In other coronavirus-related developments:

  • Former Republican presidential candidate Herman Cain died at age 74 from complications from COVID-19. Cain had tested positive a week after he attended Trump’s June 20 campaign rally in Tulsa, Oklahoma. While it wasn’t immediately clear where he contracted the deadly virus, Cain had defended the event, writing in an op-ed, "The media worked very hard to scare people out of attending the Trump campaign rally last Saturday night in Tulsa." Cain was also photographed not wearing a mask at the rally. Several Trump campaign staffers and others also tested positive for COVID-19 after the rally.
  • Jobless claims rose for a second week in a row while the GDP fell by a record 33 percent as the thriving economy Trump inherited from his predecessor continued to be battered by the pandemic. More than 1.43 million people filed for unemployment benefits for the first time last week, according to the Department of Labor. It was the second-straight week that the number has risen, and the 19th week in a row that the U.S. had seen more than a million claims.
  • McDonald’s CEO Chris Kempczinski said the fast food chain would sic the cops on any customer who defies their mask-wearing mandate — but only after they first try to reason with the refusenik. “In the event that we do have someone who's unwilling to wear a mask, we've done training around de-escalation,” Kempczinski said on “CBS This Morning.” “Ultimately we're not going to be asking our crew people to put themselves in harm's way. If someone is unwilling to wear a mask and comply with our rules, that might be where we might bring in law enforcement.” On Wednesday, the president of the Retail, Wholesale and Department Store union, Stuart Appelbaum, called on store owners to hire security guards and empower managers after a spate of sometimes violent incidents that pitted angry customers against workers trying to get them to wear masks. "It's not the job of the employees to enforce the store rules on face masks."
  • The Philadelphia Phillies shut down Citizens Bank Park "until further notice" after a member of the coaching staff and one of the home clubhouse staffers tested positive for COVID-19, the team announced in a statement. Earlier, a member of the visiting clubhouse staff also tested positive. The announcement came in the wake of a three-game series with the Miami Marlins. Seventeen players and two coaches have tested positive since Friday.
  • Citing federal privacy rules, Tennessee state officials announced they would not collect or release to the public information about new coronavirus cases in the schools, The Tennessean reported.
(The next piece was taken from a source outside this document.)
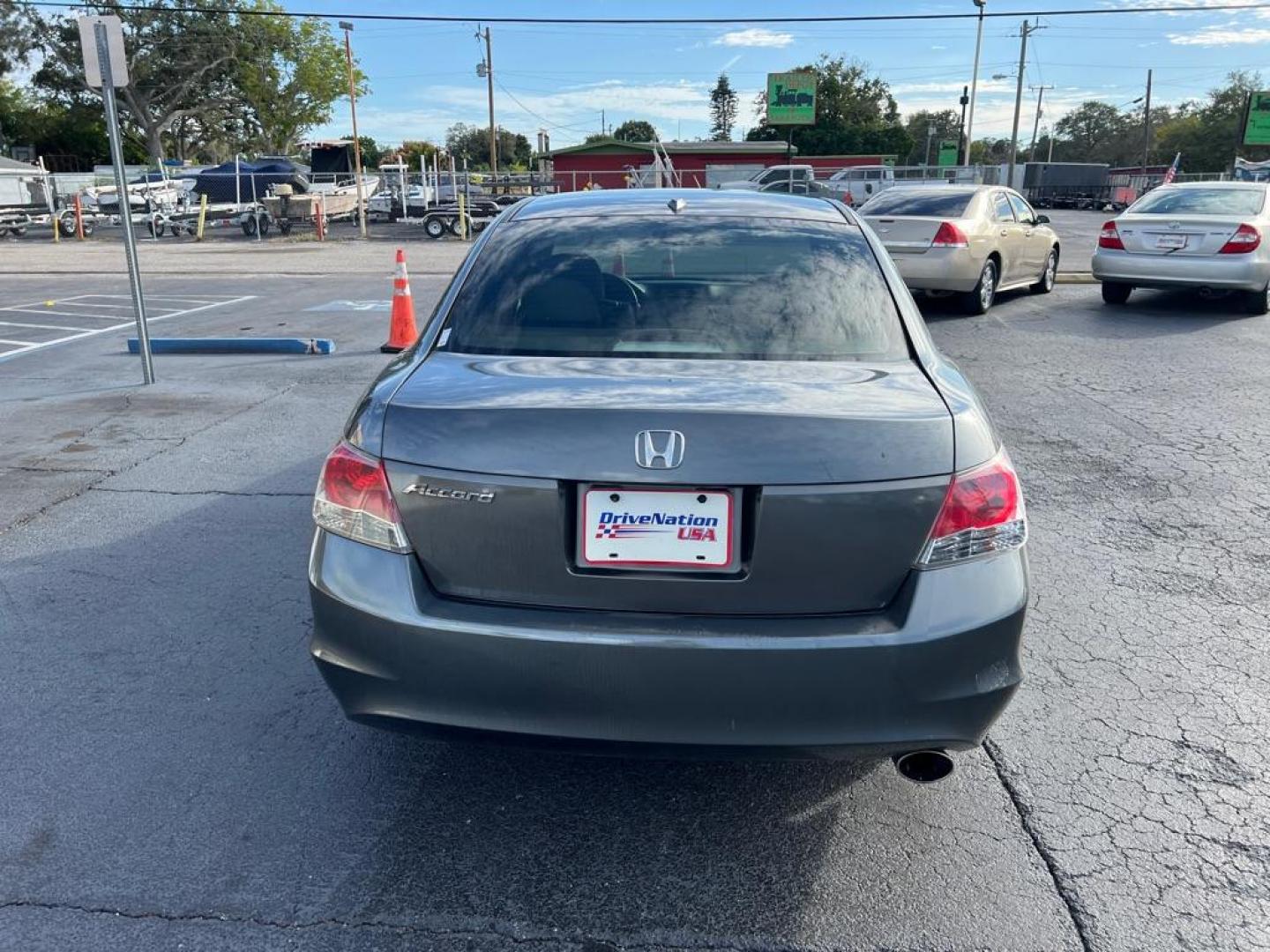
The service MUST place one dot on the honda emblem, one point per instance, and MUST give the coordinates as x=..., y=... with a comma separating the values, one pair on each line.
x=660, y=450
Instead, state health department spokeswoman Shelley Walker said they would will encourage individual districts to track COVID-19 cases as the schools reopen in an effort to "best understand the burden of disease in their jurisdiction and take appropriate steps to mitigate further spread of illness." Critics called foul. "It would seem irresponsible for the state to just look the other way and not track that data," said Deborah Fisher of the Tennessee Coalition for Open Government. As of Thursday, there were 100,822 confirmed Covid-19 cases and 1,020 deaths reported in the state.
  • Wisconsin Gov. Tony Evers issued a mask mandate starting Saturday and running through Sept. 28 as the state has seen a significant rise in new cases. "We need a statewide approach to get Wisconsin back on track,” Evers said. “We know that masks and face coverings will save lives. While I know emotions are high when it comes to wearing face coverings in public, my job as governor is to put people first and to do what's best for the people of our state, so that's what I am going to do.” As of Thursday, Wisconsin had 54,988 confirmed cases and 918 deaths.
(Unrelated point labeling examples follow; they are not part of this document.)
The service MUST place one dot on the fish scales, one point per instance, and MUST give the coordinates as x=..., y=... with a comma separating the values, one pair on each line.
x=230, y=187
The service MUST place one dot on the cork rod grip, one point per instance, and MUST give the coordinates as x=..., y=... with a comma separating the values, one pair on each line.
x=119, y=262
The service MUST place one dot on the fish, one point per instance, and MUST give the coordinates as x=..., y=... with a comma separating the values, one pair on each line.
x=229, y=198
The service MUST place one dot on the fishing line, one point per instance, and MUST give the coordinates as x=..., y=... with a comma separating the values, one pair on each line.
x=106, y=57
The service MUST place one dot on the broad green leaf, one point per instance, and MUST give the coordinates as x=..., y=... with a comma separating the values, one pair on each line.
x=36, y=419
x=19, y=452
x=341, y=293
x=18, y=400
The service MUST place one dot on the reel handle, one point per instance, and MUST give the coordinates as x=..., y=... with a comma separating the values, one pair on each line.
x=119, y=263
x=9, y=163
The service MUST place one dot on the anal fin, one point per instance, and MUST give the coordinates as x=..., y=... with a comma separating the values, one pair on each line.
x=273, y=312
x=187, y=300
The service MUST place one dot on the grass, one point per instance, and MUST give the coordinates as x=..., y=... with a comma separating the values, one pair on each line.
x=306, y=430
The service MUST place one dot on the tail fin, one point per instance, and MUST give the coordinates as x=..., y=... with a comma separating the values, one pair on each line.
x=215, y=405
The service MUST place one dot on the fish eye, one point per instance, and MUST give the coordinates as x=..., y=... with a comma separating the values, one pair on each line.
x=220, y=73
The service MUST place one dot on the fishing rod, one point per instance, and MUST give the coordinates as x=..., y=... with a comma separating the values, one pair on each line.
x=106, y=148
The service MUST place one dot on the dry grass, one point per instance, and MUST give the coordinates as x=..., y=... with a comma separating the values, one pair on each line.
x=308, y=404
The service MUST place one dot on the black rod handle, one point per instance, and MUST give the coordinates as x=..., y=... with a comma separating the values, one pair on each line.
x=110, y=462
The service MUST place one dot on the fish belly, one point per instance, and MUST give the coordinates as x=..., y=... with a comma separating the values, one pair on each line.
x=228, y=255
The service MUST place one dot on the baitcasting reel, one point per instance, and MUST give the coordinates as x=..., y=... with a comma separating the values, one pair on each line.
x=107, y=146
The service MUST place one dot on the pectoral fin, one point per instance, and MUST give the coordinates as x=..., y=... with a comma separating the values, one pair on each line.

  • Mississippi set a new record for coronavirus deaths in a day with 48 reported Thursday and a new record for reported cases with 1,775. Arizona also hit a new record for the number of pandemic deaths in a day with 172 reported Thursday. Both states are led by Republican governors who are loyal to Trump and who have been harshly criticized for reopening their states as the number of cases were still climbing.